Dynamic Process Modeling of Topside Systems for Evaluating Power Consumption and Possibilities of Using Wind Power

Norwegian offshore wind farms may be able to supply power to offshore oil and gas platforms in the near future thanks to the expeditious development of offshore wind technology. This would result in a reduction in CO2 emissions from oil and gas offshore installations, which are currently powered predominantly by gas turbines. The challenge with using wind power is that offshore oil and gas installations require a fairly constant and stable source of power, whereas wind power typically exhibits significant fluctuations over time. The purpose of this study is to perform a technical feasibility evaluation of using wind power to supply an offshore oil and gas installation on the basis of dynamic process simulations. Throughout the study, only the topside processing system is considered, since it is the most energy-intensive part of an oil and gas facility. An offshore field on the Norwegian Continental Shelf is used as a case study. The results indicate that, when the processing system operates in steady-state conditions, it cannot be powered solely by wind energy, and another power source is required to compensate for low wind power generation intervals. An alternative would be to store wind energy during periods of high generation (e.g., by producing hydrogen or ammonia) and use it during periods of low generation. Utilizing energy storage methods, wind energy can be continuously used for longer periods of time and provide a suitable constant power source for the studied case.
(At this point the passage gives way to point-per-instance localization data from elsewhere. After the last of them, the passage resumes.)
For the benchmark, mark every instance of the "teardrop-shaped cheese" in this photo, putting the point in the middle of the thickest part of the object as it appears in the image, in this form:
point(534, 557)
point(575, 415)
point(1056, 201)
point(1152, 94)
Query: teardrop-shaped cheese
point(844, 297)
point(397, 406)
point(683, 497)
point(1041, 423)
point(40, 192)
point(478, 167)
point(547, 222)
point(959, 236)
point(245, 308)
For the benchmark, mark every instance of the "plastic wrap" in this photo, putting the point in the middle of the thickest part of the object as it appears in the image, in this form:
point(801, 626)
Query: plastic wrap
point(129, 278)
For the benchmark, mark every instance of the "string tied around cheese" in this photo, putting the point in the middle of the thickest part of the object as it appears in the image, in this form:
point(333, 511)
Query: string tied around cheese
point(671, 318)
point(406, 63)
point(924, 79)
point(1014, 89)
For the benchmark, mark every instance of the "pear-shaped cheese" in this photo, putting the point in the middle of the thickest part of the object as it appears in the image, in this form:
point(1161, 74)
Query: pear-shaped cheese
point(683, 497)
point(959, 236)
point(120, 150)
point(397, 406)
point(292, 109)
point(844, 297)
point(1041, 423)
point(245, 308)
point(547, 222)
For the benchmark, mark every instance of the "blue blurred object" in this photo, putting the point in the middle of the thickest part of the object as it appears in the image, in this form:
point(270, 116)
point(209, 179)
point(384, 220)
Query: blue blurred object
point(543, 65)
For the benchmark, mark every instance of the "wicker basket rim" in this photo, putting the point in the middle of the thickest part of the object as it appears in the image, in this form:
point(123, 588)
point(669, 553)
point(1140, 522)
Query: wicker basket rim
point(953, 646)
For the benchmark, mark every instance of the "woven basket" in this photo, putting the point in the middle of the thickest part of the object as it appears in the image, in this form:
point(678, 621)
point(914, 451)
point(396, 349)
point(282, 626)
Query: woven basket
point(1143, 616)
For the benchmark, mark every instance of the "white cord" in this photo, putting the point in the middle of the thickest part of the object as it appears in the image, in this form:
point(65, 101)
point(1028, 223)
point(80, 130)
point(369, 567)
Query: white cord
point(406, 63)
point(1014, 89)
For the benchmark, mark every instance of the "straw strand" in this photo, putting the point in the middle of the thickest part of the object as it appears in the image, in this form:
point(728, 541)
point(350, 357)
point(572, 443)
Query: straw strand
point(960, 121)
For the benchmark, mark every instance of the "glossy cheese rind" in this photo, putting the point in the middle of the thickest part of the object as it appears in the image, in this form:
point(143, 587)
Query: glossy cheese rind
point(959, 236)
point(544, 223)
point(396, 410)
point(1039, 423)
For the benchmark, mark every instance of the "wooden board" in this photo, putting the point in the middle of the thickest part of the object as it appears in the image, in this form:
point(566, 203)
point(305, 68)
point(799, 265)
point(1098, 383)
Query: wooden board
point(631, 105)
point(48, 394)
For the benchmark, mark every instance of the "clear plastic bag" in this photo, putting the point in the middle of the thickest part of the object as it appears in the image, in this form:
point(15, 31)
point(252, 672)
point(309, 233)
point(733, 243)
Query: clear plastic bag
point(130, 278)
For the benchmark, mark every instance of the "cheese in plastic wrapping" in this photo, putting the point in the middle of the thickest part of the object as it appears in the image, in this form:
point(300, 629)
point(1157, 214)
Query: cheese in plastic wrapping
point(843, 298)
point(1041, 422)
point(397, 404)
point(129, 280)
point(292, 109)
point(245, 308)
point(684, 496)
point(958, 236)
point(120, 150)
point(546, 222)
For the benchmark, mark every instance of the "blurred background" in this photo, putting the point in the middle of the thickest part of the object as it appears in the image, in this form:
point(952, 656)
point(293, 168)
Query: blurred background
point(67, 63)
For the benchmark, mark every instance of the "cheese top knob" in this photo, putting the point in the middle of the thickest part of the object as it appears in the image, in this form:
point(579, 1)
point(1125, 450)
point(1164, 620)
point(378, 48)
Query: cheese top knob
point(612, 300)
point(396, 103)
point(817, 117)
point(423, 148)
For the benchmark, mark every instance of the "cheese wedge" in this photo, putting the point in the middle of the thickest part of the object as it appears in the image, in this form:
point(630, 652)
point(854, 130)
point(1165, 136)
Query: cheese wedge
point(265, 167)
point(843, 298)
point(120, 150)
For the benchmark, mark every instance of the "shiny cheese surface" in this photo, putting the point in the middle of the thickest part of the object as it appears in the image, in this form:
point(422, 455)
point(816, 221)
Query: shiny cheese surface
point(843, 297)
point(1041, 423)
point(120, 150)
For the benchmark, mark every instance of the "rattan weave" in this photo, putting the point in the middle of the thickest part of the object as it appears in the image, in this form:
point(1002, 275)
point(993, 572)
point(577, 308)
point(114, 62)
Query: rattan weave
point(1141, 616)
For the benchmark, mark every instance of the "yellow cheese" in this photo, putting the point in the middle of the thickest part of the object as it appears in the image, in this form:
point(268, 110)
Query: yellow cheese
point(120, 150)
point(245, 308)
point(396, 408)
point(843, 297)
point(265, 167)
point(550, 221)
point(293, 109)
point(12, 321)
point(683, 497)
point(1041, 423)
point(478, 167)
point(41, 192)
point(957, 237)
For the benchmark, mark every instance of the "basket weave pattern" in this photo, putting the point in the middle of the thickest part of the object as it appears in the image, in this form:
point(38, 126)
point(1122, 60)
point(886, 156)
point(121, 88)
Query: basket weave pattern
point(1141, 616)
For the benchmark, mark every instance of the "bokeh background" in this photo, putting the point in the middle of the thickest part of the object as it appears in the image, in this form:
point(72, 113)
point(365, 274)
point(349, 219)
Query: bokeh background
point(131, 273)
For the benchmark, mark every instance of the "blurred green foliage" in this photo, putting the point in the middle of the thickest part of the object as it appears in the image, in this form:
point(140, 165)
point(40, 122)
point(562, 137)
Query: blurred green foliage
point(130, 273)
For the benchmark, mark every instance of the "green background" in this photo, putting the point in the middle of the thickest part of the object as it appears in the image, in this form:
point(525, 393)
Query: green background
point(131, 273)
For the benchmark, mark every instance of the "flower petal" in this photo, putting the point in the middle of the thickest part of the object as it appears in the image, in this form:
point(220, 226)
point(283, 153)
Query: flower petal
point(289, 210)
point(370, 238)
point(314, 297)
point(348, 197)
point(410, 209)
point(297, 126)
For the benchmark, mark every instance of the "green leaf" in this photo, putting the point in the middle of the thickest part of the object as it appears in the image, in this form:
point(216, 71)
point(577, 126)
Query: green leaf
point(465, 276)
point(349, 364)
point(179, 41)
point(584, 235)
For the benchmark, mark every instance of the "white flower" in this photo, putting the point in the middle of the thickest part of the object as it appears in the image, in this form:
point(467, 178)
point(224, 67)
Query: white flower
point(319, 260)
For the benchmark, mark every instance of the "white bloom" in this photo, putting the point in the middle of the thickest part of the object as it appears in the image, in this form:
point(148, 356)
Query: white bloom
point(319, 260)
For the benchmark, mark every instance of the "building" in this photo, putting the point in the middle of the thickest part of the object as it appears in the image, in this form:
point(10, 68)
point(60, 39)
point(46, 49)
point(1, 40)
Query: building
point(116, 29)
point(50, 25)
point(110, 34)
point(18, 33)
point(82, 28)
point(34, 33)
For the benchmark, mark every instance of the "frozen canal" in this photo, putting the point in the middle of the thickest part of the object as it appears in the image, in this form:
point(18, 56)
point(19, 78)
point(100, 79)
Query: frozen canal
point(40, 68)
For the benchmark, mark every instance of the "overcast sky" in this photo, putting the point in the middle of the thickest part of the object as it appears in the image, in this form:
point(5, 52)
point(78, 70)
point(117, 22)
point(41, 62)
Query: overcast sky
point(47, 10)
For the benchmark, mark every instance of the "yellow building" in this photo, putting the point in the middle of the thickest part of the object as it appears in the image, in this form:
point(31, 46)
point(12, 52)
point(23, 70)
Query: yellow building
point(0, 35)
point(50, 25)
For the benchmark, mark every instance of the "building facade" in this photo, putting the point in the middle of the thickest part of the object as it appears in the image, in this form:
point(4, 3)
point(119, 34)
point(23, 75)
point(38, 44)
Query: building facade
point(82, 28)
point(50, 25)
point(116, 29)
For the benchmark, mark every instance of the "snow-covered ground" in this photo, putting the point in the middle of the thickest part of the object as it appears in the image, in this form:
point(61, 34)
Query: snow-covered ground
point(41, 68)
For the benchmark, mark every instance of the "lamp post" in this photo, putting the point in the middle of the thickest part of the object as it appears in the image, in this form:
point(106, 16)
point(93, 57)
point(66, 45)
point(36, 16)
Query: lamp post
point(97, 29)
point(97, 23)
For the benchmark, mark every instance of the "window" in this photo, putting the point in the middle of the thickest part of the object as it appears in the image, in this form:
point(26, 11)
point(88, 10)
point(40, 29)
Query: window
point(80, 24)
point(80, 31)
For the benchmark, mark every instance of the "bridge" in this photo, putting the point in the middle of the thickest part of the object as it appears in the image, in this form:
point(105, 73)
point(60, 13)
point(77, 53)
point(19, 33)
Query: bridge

Higher constant power can also be provided by increasing the efficiency of energy recovery and storage processes. Alternatively, these two technologies may be integrated with gas turbines if the required storage cannot be provided or higher power is required. It was estimated that the integration of wind energy could result in noticeable reductions in CO2 emissions for the case study. Additionally, according to the results, the production, storage, and reuse of hydrogen and ammonia on-site may be viable options for supplying power.